Effective — the guarantees

Guardrails that survive a misbehaving model, by construction. A complete OTEL audit trail on every negotiation. Hard tenant isolation below the agent layer. And replaceability: every layer of the tree — SDK, even language — can be swapped without touching durable state or orchestration.

⚡

Efficient — the economics

A small team shipping seven production agents in weeks, not quarters, because we built only the layer that differentiates us. Engineering hours spent on negotiation logic and guardrail policy. AI cost held under $0.10 per negotiation through prompt-cache purity the SDK preserves rather than fights.

The honest verdict

Not "Strands is best," and not even "Python is best." Rather: for a small team building governed, multi-tenant negotiation agents, the effective and efficient implementation was the one that made every decision as small as possible before making it. Orchestration before intelligence took the workflow off the table. AgentCore took the runtime off the table. What remained — adopt over build, Python over the field, Strands over its peers — was a sequence of progressively smaller bets, each reversible in inverse order of its importance.

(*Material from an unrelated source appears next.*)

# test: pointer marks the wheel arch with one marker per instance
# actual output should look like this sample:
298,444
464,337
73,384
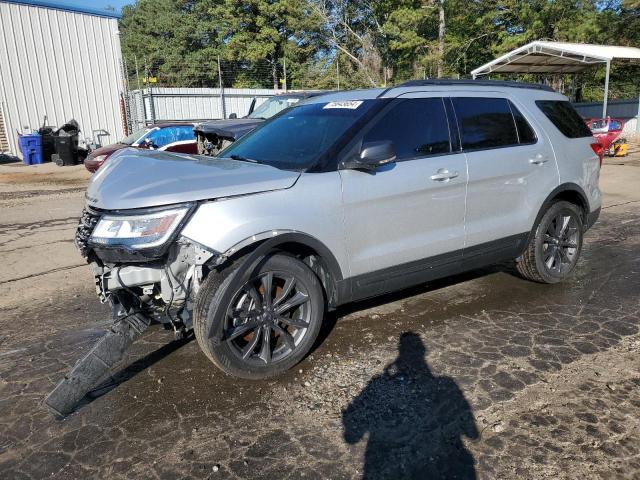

If your system needs the SDK to be the orchestrator, or you're building exploratory multi-agent reasoning where emergent behavior is the goal, the tree resolves differently — CrewAI, AutoGen, or LangGraph may well win, and TypeScript's gap has narrowed since we chose. SDKs are decisions you should be willing to revisit as the system and the ecosystem evolve. But decide them in order, and let the architecture shrink each one first. For this boundary, this constraint set, this team: adopt, Python, Strands.